Not long after the success of the inBetweeners project, the Nelk team rapidly generated their own NFT project called “Full Send Metacard” (FSM). In addition to the NFT itself, token holders were promised “exclusive access” to Full Send company projects. This was similar to the inBetweeners project, which promised token holders special access to Bieber concerts and events.
It appears that the inBetweeners helped fund FSM. For example, Kyle Forgeard paid 7 Eth to mint 2 FSM tokens (shown above) The money for the minting fees came from John Shahidi’s wallet less than one hour before the transactions were completed:
Similarly, Justin Bieber received 8.5 Eth from another Shahidi-controlled wallet just prior to his “purchase” of a FSM NFT for 6.4 Eth:
This didn’t stop the FSM social media team from hyping Bieber’s purchase!
It is interesting to note that after this transfer was publicly identified, Shahidi quickly changed the name of the account in an attempt to hide the transaction. It’s almost like they know what they are doing is wrong…
What this means and why it matters
Based on this new information, it seems clear that Justin Bieber has been working very closely with the Nelk team. However, neither Bieber nor Nelk have ever publicly disclosed their financial interests in promoting the inBetweeners project. The inBetweeners’ website makes no mention of the fact that Bieber is apparently the major recipient of minting fees from the project. Their Opensea page makes it seem as though the project is run primarily by the artist, Gianpiero, who “teamed up with” Bieber and Shahidi:
Clearly, these statements obscure the fact that Shahidi and Bieber received the largest payouts from this project’s minting fees- over $3 million worth. By not disclosing his financial interests in promoting inBetweeners, Bieber violates FTC rules. As shown in our previous article, Bieber later used funds from the inBetweeners to buy two inBetweeners on Opensea. This purchase, made with company funds, is an obvious attempt to manipulate the inBetweeners market and encourage more people to buy in. Both Shahidi and members of Nelk have promoted and pretended to invest in the inBetweeners as well.

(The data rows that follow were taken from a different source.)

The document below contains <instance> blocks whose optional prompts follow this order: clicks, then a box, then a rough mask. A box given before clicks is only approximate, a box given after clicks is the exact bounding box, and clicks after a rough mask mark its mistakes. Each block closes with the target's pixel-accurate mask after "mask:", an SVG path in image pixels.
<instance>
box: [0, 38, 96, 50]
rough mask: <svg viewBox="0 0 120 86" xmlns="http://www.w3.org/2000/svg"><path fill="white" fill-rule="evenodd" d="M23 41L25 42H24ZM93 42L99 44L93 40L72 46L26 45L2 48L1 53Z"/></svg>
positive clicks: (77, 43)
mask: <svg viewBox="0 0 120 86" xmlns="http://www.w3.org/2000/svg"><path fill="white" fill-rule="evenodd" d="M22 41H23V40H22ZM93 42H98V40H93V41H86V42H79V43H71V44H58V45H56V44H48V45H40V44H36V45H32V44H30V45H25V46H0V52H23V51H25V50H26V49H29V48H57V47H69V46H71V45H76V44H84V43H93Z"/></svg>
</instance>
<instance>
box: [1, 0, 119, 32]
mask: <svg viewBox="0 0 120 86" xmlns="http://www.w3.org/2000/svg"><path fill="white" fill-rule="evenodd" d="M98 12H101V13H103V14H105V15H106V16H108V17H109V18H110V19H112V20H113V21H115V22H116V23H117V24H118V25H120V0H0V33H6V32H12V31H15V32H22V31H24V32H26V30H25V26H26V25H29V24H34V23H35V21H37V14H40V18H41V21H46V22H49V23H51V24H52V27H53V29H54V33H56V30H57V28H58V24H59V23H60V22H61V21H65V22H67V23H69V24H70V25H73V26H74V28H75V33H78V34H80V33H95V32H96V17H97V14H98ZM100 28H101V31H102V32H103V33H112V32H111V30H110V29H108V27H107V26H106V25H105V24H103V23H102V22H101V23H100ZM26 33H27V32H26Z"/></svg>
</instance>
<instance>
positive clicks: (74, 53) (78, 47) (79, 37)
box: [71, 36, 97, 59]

Bieber also was paid by Shahidi to “buy” an FSM token at above-market value, which Shahidi later attempted to conceal. FSM had no qualms about hyping this fake purchase to their fans, likely leading to more people buying into their project as well. Again, this is likely an illegal practice that likely opens both Bieber and FSM up to legal action.*
Indeed, the whole situation is reminiscent of Nelk’s promotion of the gambling site Roobet. It was conclusively proven that Nelk’s influencers were not gambling with their own money when they promoted Roobet; the funds were “on the house.” The lack of transparency surrounding these projects enables influencers like Bieber to pretend to play the NFT game, using other people’s money. They take no personal financial risks while creating hype that encourages their fans to speculate on NFTs. And in doing so, they fleece the very people who admire and trust them.
Justin Bieber is apparently worth $285 million- apparently, that's not enough!
*Not a lawyer, so this is speculation based on my interpretation of FTC and SEC rules. The regulatory treatment of NFTs has not yet been established.